Bush, giving a speech at the George W. Bush Institute in New York, also touched on Russia’s meddling in the 2016 election and how the American dream seems “out of reach” for many Americans.
Without naming Trump or his administration, Bush criticized many of the themes that have emerged since his rise to prevalence, inducing the “alt-right,” a far-right contingent that champions nationalistic and white supremacist views.
“Bigotry seems emboldened. Our politics seem more vulnerable to conspiracy theories and outright fabrication,” Bush said.
Bush, who has mostly stayed out of the public spotlight since leaving office, focused squarely on some of Trump’s biggest talking points: “America first” thinking and a hard-line on immigration.
“At times it can seem like the forces pulling us apart are stronger than the forces binding us together,” he said. “Argument turns too easily into animosity. Disagreement escalates into dehumanization. … We’ve seen nationalism distorted into nativism.
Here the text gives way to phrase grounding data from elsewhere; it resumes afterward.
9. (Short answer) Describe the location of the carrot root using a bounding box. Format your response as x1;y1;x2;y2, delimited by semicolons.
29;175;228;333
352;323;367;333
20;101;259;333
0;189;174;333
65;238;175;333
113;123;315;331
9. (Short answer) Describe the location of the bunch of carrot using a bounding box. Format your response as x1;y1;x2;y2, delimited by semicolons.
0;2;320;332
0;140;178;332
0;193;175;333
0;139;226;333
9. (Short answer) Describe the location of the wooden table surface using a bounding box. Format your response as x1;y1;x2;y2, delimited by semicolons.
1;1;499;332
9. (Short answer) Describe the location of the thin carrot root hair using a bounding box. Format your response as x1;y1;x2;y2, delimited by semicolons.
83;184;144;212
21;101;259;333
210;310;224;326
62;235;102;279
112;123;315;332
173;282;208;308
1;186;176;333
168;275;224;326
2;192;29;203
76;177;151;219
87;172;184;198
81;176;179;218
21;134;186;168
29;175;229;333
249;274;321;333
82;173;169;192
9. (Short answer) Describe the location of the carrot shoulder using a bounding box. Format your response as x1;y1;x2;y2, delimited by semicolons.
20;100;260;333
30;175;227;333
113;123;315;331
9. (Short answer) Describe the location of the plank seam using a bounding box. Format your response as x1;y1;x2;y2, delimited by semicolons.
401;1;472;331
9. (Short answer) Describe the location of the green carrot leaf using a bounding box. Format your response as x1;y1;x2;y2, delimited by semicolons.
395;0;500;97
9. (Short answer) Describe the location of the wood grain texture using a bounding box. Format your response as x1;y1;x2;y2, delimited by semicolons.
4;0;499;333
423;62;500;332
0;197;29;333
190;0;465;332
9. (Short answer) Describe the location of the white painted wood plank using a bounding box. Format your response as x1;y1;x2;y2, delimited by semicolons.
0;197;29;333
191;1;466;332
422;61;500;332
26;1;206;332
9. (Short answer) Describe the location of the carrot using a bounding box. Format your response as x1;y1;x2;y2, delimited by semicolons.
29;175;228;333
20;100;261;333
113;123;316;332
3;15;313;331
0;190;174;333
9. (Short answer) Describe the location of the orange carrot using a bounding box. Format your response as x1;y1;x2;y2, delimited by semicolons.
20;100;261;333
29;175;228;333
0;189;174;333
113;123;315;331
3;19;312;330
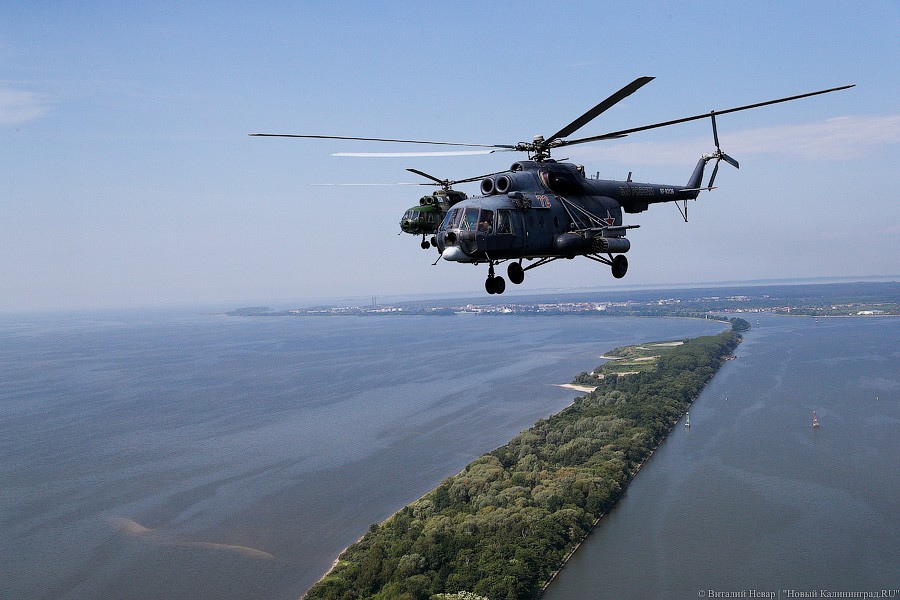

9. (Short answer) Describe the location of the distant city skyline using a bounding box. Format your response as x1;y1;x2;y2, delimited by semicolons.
2;1;898;312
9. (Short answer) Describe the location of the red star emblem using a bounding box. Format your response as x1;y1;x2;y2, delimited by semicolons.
604;210;616;226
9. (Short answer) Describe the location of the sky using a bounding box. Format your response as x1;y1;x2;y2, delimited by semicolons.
2;1;898;311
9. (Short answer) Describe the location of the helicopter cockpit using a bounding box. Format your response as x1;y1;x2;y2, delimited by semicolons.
440;207;490;234
400;206;439;234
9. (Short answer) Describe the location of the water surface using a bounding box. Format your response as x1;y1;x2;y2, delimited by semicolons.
543;315;899;599
0;310;723;599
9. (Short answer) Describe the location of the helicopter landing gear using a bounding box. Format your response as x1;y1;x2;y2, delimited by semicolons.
507;261;525;285
485;263;506;294
486;276;506;294
420;235;430;250
611;255;628;279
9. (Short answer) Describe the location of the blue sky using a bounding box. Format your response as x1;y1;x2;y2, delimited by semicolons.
2;1;898;311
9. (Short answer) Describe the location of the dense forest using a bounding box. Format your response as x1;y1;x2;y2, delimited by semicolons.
305;330;741;600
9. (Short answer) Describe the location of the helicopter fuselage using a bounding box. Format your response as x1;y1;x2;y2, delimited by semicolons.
435;159;702;267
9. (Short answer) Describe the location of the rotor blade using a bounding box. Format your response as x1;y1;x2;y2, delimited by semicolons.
711;113;720;149
451;170;509;184
720;152;739;169
406;168;445;185
707;160;720;190
543;76;655;146
332;150;500;157
308;182;429;187
406;168;509;186
249;132;515;150
560;84;855;147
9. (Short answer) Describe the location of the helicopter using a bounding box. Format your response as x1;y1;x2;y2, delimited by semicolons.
311;167;487;249
397;170;475;249
251;77;853;294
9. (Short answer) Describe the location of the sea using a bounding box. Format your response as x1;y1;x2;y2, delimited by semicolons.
543;314;899;599
0;309;895;599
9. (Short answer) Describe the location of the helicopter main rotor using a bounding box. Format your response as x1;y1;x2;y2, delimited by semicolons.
250;80;854;162
249;76;654;161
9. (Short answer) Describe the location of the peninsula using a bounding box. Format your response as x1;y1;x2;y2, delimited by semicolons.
304;327;742;600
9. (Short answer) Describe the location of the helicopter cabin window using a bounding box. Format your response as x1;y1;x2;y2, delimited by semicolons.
497;210;513;234
478;210;494;233
426;212;436;224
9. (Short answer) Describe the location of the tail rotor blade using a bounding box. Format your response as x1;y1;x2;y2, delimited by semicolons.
721;152;739;169
707;160;720;190
711;113;720;149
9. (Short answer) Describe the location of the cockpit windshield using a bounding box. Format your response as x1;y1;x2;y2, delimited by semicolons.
460;208;479;231
443;207;497;233
440;208;461;231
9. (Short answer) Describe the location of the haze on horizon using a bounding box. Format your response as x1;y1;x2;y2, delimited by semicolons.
2;1;898;312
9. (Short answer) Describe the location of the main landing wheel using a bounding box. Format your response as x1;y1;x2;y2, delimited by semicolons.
485;275;506;295
421;240;431;250
507;262;525;285
611;255;628;279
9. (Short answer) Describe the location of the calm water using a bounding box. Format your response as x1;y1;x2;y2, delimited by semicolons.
544;315;899;599
0;310;723;600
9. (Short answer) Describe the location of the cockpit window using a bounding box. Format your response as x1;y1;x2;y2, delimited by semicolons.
461;208;480;231
444;207;498;233
440;208;461;231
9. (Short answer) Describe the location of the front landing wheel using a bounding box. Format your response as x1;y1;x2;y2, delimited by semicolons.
611;255;628;279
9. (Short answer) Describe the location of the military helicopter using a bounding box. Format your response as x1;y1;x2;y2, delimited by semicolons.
312;168;490;249
398;170;478;249
251;77;852;294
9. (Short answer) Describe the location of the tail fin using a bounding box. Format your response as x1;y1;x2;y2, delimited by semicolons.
685;157;707;193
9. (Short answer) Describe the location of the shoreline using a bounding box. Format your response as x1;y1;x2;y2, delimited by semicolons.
304;381;596;597
536;416;674;595
555;383;597;393
302;330;739;600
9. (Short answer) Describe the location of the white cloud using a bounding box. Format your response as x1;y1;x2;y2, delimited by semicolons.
0;89;49;125
567;114;900;165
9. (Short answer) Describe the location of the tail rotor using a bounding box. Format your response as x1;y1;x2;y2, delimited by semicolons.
704;113;739;190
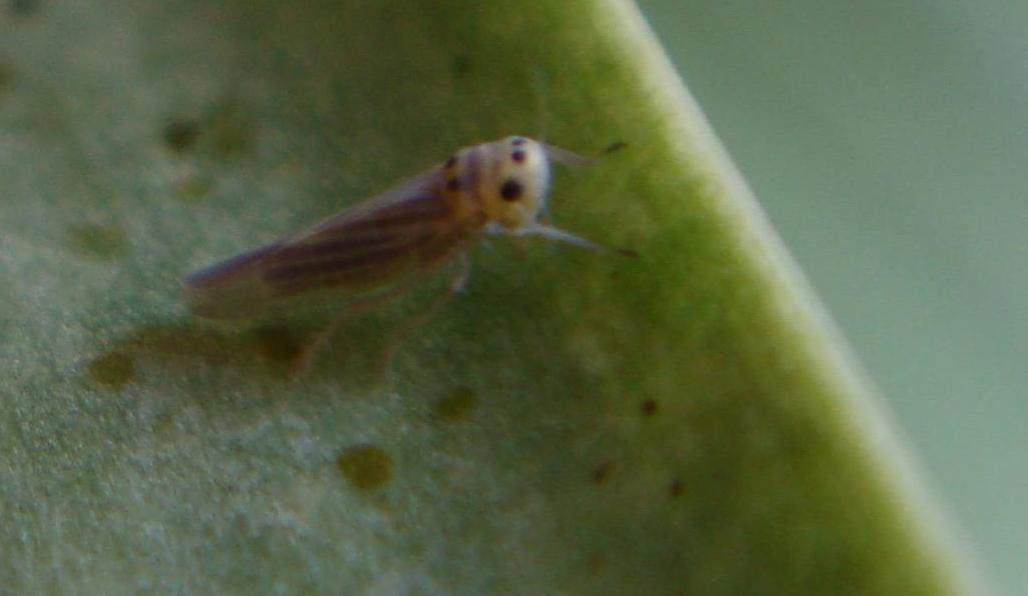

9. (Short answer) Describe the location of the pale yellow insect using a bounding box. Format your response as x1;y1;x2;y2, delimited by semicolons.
182;136;628;373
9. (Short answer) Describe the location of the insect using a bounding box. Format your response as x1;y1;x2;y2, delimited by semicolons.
182;135;630;374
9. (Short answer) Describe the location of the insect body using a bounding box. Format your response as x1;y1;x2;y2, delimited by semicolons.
183;136;622;372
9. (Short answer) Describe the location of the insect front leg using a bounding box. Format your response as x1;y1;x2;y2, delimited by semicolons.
519;223;637;258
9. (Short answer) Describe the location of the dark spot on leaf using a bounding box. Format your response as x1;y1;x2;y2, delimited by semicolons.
337;445;393;491
66;224;127;259
500;178;522;201
452;53;472;77
641;399;658;416
602;141;628;155
669;477;683;498
252;325;304;365
163;118;201;153
204;99;256;159
9;0;38;17
154;412;178;440
87;352;135;390
587;552;608;574
434;386;478;422
0;62;13;96
175;176;213;202
592;461;613;484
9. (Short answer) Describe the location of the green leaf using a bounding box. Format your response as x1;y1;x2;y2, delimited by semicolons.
0;1;982;593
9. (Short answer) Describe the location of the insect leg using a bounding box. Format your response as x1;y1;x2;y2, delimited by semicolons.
520;223;638;258
377;252;471;375
288;275;426;377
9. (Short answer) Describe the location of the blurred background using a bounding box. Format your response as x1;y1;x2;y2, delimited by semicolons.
635;1;1027;593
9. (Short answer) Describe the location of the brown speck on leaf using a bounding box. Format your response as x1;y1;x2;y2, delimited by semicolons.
669;477;683;498
587;552;607;574
205;99;256;158
0;62;13;94
163;118;201;153
9;0;39;17
452;53;472;76
86;352;135;391
434;386;479;422
641;399;658;416
603;141;628;155
592;461;613;484
66;224;127;259
175;176;214;202
337;445;393;491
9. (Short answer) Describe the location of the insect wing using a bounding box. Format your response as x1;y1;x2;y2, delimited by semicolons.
182;240;287;319
182;168;461;319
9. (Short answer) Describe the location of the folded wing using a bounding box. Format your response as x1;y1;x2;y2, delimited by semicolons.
182;169;468;319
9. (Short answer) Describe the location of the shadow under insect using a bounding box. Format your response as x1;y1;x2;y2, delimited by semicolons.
107;310;399;389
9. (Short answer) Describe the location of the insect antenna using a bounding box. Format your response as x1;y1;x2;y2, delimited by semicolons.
531;68;551;147
532;69;627;165
543;139;628;167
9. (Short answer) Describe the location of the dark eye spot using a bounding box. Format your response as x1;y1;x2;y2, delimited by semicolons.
444;155;458;169
511;137;526;146
500;179;522;201
447;178;461;192
511;149;526;163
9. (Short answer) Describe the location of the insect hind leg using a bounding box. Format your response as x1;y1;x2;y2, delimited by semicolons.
288;276;425;377
376;252;471;379
288;253;471;378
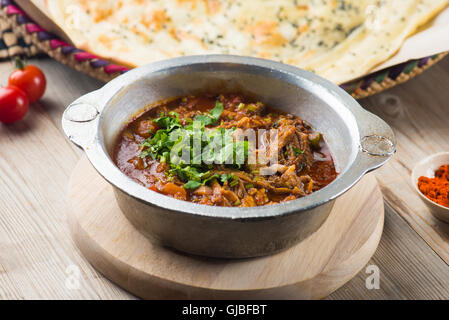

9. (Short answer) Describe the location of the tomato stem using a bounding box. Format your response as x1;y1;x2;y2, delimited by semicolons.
13;56;26;70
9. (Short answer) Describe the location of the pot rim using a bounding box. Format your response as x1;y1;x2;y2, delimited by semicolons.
62;55;396;220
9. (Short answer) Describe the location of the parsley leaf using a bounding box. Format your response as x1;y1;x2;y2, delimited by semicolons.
194;114;214;126
220;173;239;187
139;101;248;190
209;101;224;122
154;112;181;131
194;101;223;126
201;173;219;185
183;180;202;190
220;173;233;183
292;146;304;156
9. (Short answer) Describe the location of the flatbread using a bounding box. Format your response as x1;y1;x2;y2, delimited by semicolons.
46;0;449;84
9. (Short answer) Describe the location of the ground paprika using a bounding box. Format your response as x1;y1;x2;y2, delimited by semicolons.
418;164;449;207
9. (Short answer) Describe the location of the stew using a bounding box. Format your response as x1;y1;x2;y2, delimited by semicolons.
114;94;337;207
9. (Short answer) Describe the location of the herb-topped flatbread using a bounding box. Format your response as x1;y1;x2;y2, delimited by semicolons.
46;0;449;83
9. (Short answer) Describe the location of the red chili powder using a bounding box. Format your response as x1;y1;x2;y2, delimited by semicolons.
418;164;449;207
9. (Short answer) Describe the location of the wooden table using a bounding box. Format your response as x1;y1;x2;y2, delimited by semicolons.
0;57;448;300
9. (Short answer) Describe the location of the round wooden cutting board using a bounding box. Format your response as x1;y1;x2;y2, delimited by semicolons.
67;156;384;299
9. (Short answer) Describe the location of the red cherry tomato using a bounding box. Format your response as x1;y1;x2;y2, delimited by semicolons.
8;64;46;103
0;86;29;123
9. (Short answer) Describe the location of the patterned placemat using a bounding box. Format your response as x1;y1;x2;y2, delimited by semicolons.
0;4;40;59
341;52;448;99
0;0;127;81
1;0;447;98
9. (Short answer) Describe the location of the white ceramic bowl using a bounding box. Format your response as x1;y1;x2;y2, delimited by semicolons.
411;152;449;223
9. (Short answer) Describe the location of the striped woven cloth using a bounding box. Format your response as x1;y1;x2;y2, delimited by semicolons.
0;12;41;59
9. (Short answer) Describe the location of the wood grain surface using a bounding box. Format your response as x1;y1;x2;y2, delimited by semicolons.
67;157;384;299
0;57;448;299
361;63;449;265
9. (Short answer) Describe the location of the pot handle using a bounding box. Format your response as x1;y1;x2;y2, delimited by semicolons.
354;109;396;174
61;90;102;149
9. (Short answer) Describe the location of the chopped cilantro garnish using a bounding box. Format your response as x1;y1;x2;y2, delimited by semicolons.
220;173;239;187
210;101;224;120
183;180;202;190
154;112;181;131
201;173;220;185
292;146;304;156
139;101;248;190
220;173;233;183
194;101;223;126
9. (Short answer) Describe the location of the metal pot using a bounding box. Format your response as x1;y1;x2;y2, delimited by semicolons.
62;55;395;258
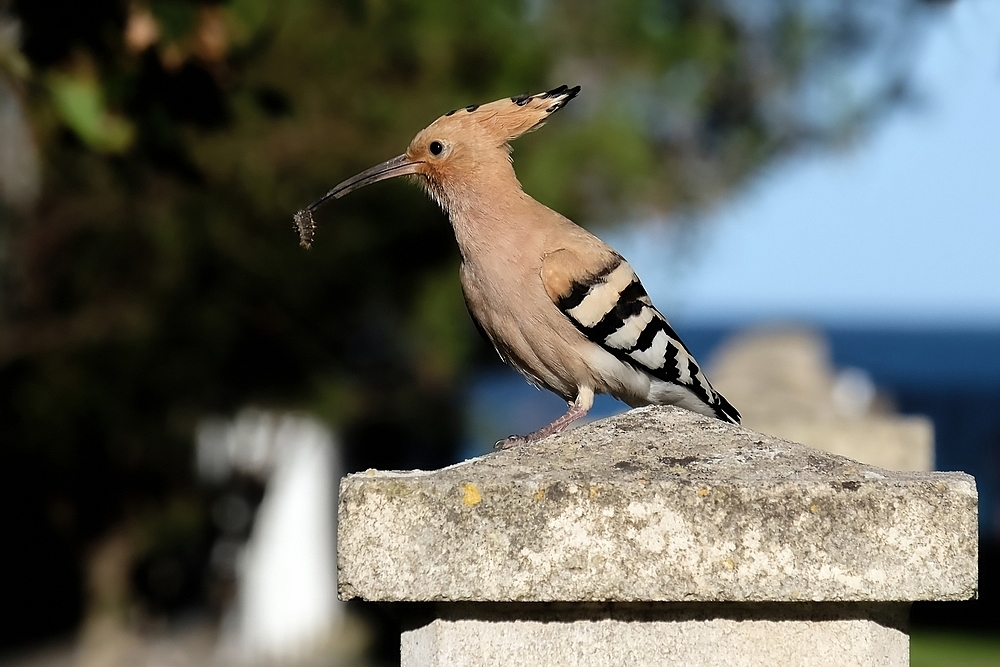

Forgotten the dynamism that immigration has always brought to America.”
Bush, whose presidency also drew widespread condemnation from Democrats and others on the left, also touched on Russia’s interference in the 2016 election, saying the United States needs to show “resolve and resilience” in the face of “cyber threats” in the future.
“According to our intelligence services, the Russian government has made a project of turning Americans against each other,” he said. “This effort is broad, systemic, and stealthy. It’s conducted across a range of social-media platforms. Ultimately, this assault won’t succeed. But foreign aggressions, including cyberattacks, disinformation, and financial influence, should never be downplayed or tolerated.”